The many variations of Implicit Neural Representations (INRs), where a neural network is trained as a continuous representation of a signal, have tremendous practical utility for downstream tasks including novel view synthesis, video compression, and image super-resolution. Unfortunately, the inner workings of these networks are seriously understudied. Our work, eXplaining the Implicit Neural Canvas (XINC), is a unified framework for explaining properties of INRs by examining the strength of each neuron’s contribution to each output pixel. We call the aggregate of these contribution maps the Implicit Neural Canvas and we use this concept to demonstrate that the INRs we study learn to “see” the frames they represent in surprising ways. For example, INRs tend to have highly distributed representations. While lacking high-level object semantics, they have a significant bias for color and edges, and are almost entirely space-agnostic. We arrive at our conclusions by examining how objects are represented across time in video INRs, using clustering to visualize similar neurons across layers and architectures, and show that this is dominated by motion. These insights demonstrate the general usefulness of our analysis framework.

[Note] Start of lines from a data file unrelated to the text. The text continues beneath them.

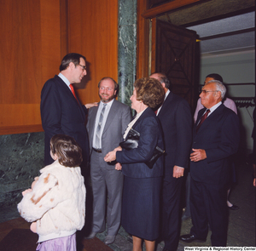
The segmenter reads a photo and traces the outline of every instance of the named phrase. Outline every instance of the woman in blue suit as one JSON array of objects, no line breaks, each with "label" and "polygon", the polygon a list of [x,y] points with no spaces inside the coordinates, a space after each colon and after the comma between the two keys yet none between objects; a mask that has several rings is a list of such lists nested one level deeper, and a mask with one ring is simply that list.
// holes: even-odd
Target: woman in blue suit
[{"label": "woman in blue suit", "polygon": [[137,80],[134,88],[131,100],[137,116],[124,139],[132,128],[140,134],[138,146],[129,151],[119,146],[106,155],[105,161],[116,160],[116,169],[122,169],[125,175],[121,225],[132,235],[133,251],[142,250],[142,239],[147,251],[153,251],[160,231],[163,159],[159,157],[152,168],[145,163],[151,159],[156,146],[164,149],[160,125],[151,108],[164,101],[165,92],[160,83],[151,77]]}]

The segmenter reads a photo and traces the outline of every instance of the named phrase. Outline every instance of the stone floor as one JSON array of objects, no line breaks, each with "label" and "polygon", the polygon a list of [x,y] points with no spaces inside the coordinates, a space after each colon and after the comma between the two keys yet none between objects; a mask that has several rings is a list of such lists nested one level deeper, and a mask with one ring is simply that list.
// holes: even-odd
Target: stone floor
[{"label": "stone floor", "polygon": [[[240,209],[236,211],[230,211],[229,215],[229,231],[228,231],[228,246],[230,247],[255,247],[255,187],[253,186],[252,168],[246,163],[237,165],[237,184],[231,191],[230,201],[239,206]],[[2,240],[8,235],[11,228],[16,229],[17,222],[21,222],[23,220],[19,218],[15,222],[4,220],[4,219],[17,218],[18,214],[14,210],[1,210],[0,218],[0,244]],[[20,221],[21,220],[21,221]],[[10,225],[11,222],[11,225]],[[24,225],[24,222],[22,222]],[[189,232],[191,227],[191,220],[187,219],[183,221],[181,234]],[[9,231],[7,231],[7,225]],[[26,228],[27,228],[27,225]],[[78,251],[130,251],[132,250],[132,240],[125,231],[120,227],[115,242],[108,247],[104,245],[99,240],[103,241],[106,233],[98,233],[95,237],[95,243],[97,243],[98,248],[92,248],[90,240],[81,241],[81,249]],[[206,242],[184,243],[179,242],[178,251],[184,250],[184,247],[210,247],[211,246],[211,231],[209,231],[207,240]],[[100,247],[101,246],[101,247]],[[95,246],[96,247],[96,246]],[[105,247],[105,248],[104,248]],[[163,242],[158,243],[156,251],[162,250]],[[0,245],[1,248],[1,245]],[[110,248],[111,249],[110,249]],[[0,251],[2,249],[0,248]],[[10,249],[10,251],[15,249]]]}]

XINC dissects an INR to create contribution maps for each “neuron” (group of weights), which connect neurons to individual pixels in terms of their activations. Together, these contribution maps comprise the “implicit neural canvas” for a visual signal. XINC unveils surprising characteristics such as highly distributed representations, bias for low-level features like color and edges over space, lack of high-level object semantics and in video INRs, the dominance of motion in object representation.
Left: We dissect MLP-based INRs such as FFN [1] by aggregating their activations (weights multiplied by previous layer outputs) for each pixel at each neuron. Right: We extend this core idea of pixel-to-neuron mapping for CNN-based INRs, NeRV [2] by computing intermediate feature maps that are not yet summed on the input dimension.